You Get What You Pay For – A Great Lawyer Can Be Expected to Achieve a Better Result
Based on these guidelines, many factors get weighed to determine if a fee is reasonable, and the fee will likely vary widely based upon the type of attorney under consideration by a potential client. Lawyers who deal in volume, court-appointed cases, or who tend to plead clients without putting up a fight, tend to charge much smaller fees than lawyers who are known to be successful, thorough, and really put up a fight for their client to achieve the best possible result. Unfortunately, the rule that applies to most things in life also applies to lawyers, meaning that you tend to get what you pay for.
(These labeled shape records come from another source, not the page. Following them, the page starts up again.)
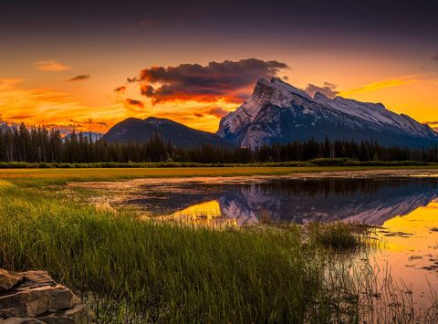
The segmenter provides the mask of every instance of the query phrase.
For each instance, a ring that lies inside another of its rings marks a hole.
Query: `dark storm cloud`
[[[316,86],[314,84],[308,84],[308,87],[306,87],[306,92],[308,92],[310,96],[314,96],[316,92],[321,92],[323,95],[328,97],[328,98],[333,98],[336,97],[339,91],[336,90],[336,88],[338,86],[336,84],[330,83],[330,82],[324,82],[324,85],[322,87]]]
[[[181,64],[177,67],[152,67],[140,73],[141,94],[152,103],[172,100],[231,102],[242,99],[241,91],[252,88],[260,78],[276,76],[287,68],[286,63],[245,58],[238,61]]]
[[[202,111],[195,111],[193,115],[196,117],[203,117],[205,115],[212,115],[217,118],[222,118],[228,115],[228,111],[223,109],[222,107],[212,107]]]
[[[144,104],[140,101],[140,100],[136,100],[136,99],[126,99],[126,103],[128,103],[130,106],[135,106],[135,107],[138,107],[138,108],[144,108]]]
[[[121,87],[117,87],[117,88],[114,89],[114,92],[120,93],[120,92],[125,92],[125,90],[126,90],[126,87],[125,87],[125,86],[121,86]]]
[[[67,81],[68,82],[75,82],[75,81],[83,81],[89,79],[90,77],[89,74],[81,74],[79,76],[76,76],[74,78],[68,78]]]
[[[90,118],[83,120],[76,120],[70,119],[68,121],[73,122],[76,127],[83,127],[83,126],[89,126],[89,125],[100,125],[100,126],[108,127],[108,124],[105,121],[95,120],[91,120]]]

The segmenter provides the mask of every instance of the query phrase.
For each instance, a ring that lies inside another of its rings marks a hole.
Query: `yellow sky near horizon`
[[[384,67],[384,62],[381,62],[382,68],[372,71],[367,68],[374,63],[371,61],[364,61],[360,67],[362,72],[358,73],[357,68],[349,68],[357,64],[355,61],[349,62],[349,67],[344,64],[345,68],[339,71],[330,67],[321,69],[311,61],[301,60],[303,64],[299,65],[299,57],[295,58],[296,66],[301,68],[285,69],[281,73],[296,87],[304,89],[308,83],[322,86],[327,80],[332,81],[338,85],[336,90],[342,97],[381,102],[397,113],[405,113],[420,122],[430,122],[433,127],[438,125],[436,73],[407,73],[410,68],[405,66],[402,68],[396,68],[396,65]],[[79,75],[78,68],[75,69],[70,64],[54,59],[36,61],[33,68],[27,78],[2,78],[0,76],[0,120],[47,125],[63,131],[75,129],[105,132],[128,117],[155,116],[203,131],[216,131],[224,111],[232,111],[238,106],[224,99],[152,105],[150,99],[139,94],[135,85],[125,85],[127,90],[122,95],[114,92],[115,88],[123,85],[126,78],[120,69],[113,75],[110,70],[106,70],[101,76],[99,71],[94,71],[87,77]],[[75,76],[82,78],[68,81]],[[119,79],[120,83],[118,83]],[[141,103],[128,104],[127,98]]]

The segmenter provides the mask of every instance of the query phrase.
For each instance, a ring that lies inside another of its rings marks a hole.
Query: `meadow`
[[[140,221],[129,210],[100,210],[63,190],[73,181],[354,168],[4,170],[0,267],[49,271],[85,299],[99,323],[433,322],[436,308],[414,312],[401,291],[376,281],[370,265],[351,261],[376,248],[372,229],[216,230]]]

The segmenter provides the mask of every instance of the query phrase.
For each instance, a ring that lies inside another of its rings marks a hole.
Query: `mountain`
[[[197,131],[178,122],[155,117],[145,120],[128,118],[114,125],[103,136],[108,142],[114,141],[147,141],[153,134],[158,133],[164,141],[170,141],[178,147],[197,147],[214,145],[230,147],[219,136],[208,131]]]
[[[253,94],[224,117],[217,131],[242,147],[315,139],[377,141],[384,146],[421,147],[438,143],[438,133],[381,103],[317,92],[312,98],[279,78],[259,79]]]
[[[89,139],[89,141],[95,142],[100,140],[103,137],[102,133],[99,132],[94,132],[94,131],[83,131],[83,132],[78,132],[76,133],[78,137],[82,135],[85,138]],[[71,138],[71,133],[67,134],[64,138],[63,141],[68,140]]]

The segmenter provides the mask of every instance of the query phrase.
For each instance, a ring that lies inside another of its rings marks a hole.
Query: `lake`
[[[438,178],[429,173],[193,177],[94,183],[110,205],[141,217],[212,226],[257,223],[351,222],[377,227],[379,248],[364,259],[384,281],[388,273],[415,306],[431,306],[438,287]],[[99,195],[97,195],[99,196]],[[391,292],[390,292],[391,293]]]
[[[431,289],[438,287],[436,177],[150,181],[124,202],[148,216],[207,225],[333,221],[375,225],[380,248],[366,257],[381,280],[391,273],[417,306],[430,306]]]

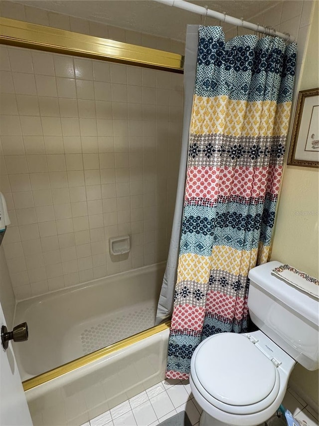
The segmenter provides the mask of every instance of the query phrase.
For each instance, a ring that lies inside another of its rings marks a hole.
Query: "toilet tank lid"
[[[272,275],[275,268],[282,265],[272,261],[251,269],[248,277],[254,285],[276,297],[283,303],[319,326],[319,303],[318,300],[279,278]]]

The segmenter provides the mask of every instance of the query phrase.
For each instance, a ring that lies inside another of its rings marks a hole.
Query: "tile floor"
[[[292,390],[287,391],[283,404],[308,426],[318,426],[318,414]],[[182,411],[193,426],[198,426],[201,409],[188,381],[164,380],[82,426],[155,426]]]

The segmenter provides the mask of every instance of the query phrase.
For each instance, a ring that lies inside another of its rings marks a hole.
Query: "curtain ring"
[[[206,9],[206,13],[205,13],[205,19],[204,19],[204,26],[205,26],[205,25],[206,24],[206,18],[207,17],[207,12],[208,11],[208,6],[205,6],[205,8]]]
[[[258,33],[258,36],[257,36],[258,37],[258,39],[260,39],[260,31],[259,31],[259,24],[257,23],[257,29],[256,30],[257,32]],[[257,34],[256,34],[256,35],[257,35]]]

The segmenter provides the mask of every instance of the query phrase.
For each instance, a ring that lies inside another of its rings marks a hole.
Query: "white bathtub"
[[[155,324],[165,263],[117,274],[19,302],[14,324],[27,342],[15,345],[22,381]]]
[[[164,379],[169,328],[25,392],[34,426],[79,426]]]

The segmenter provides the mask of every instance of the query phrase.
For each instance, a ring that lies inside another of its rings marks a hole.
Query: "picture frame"
[[[287,164],[319,167],[319,88],[301,90]]]

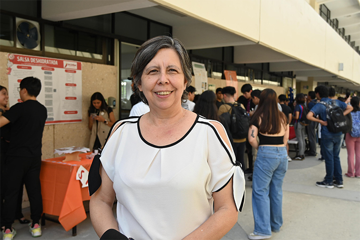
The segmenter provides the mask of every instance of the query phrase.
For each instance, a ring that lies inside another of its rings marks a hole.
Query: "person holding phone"
[[[89,148],[101,150],[105,143],[110,128],[115,122],[113,109],[108,106],[103,95],[95,92],[90,100],[89,129],[91,131]]]

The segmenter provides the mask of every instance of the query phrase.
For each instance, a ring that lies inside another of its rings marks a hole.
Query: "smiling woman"
[[[222,125],[181,107],[191,77],[185,48],[152,38],[131,69],[150,111],[114,124],[93,161],[95,231],[101,239],[221,239],[242,208],[245,180]]]

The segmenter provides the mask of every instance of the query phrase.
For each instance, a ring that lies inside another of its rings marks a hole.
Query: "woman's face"
[[[181,105],[186,84],[178,53],[173,49],[163,48],[145,67],[138,87],[150,107],[166,109]]]
[[[7,105],[8,102],[9,95],[7,94],[7,91],[5,88],[0,91],[0,104],[5,107]]]
[[[93,106],[97,109],[100,109],[101,106],[101,101],[97,99],[94,100],[93,101]]]

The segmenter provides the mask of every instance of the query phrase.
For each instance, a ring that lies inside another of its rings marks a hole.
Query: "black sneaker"
[[[343,184],[342,181],[334,180],[334,182],[333,182],[333,184],[334,184],[334,186],[335,186],[335,187],[336,187],[337,188],[344,188],[344,184]]]
[[[297,156],[295,158],[293,158],[293,160],[300,160],[302,161],[305,159],[305,158],[303,156]]]
[[[325,181],[323,182],[317,182],[316,186],[322,188],[334,188],[333,183],[327,183]]]
[[[248,168],[246,170],[244,171],[244,173],[245,174],[249,174],[252,173],[252,169],[250,169],[250,168]]]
Generally, the principle of “you get what you pay for” means that the quality of representation is commensurate with how much a lawyer charges; however, this is not always the case, and the client must be an informed consumer.
Lawyers who charge the most significant fees may not be able to provide a level of service that would justify their fees for many cases when other, well-known, respected lawyers may handle the case for a lesser price. Gouging does happen, and you should research a lawyer to ensure he is as good as his fee would indicate. Google is an excellent place to research a prospective attorney’s reputation. Furthermore, services such as Avvo, SuperLawyers, and Martindale Hubbell are great places to double-check a lawyer’s qualifications.
Consider lawyers who charge bargain-basement fees with extreme caution and wariness. There is a reason that they are charging the lowest fees, and it probably is not that they are charitable and benevolent. It more likely means they are desperate for work or practice a quantity over quality type practice. You will want a skilled lawyer to represent you on criminal charges. Also, you will want to make sure she or he has an excellent reputation, is highly regarded by prior clients, and someone determined to put as much time and energy into a case as necessary to achieve the best possible result.
An Unusually High or Low Fee Can Be a Warning Sign
The bottom line is that if you are going to hire a lawyer, spending a decent but fair amount of money on a good attorney is a necessary evil. There can be no doubt that in a criminal case a defense attorney who is genuinely willing to fight for a client, who is highly skilled in their profession, and who truly cares about his or her client and the result in the case is invaluable.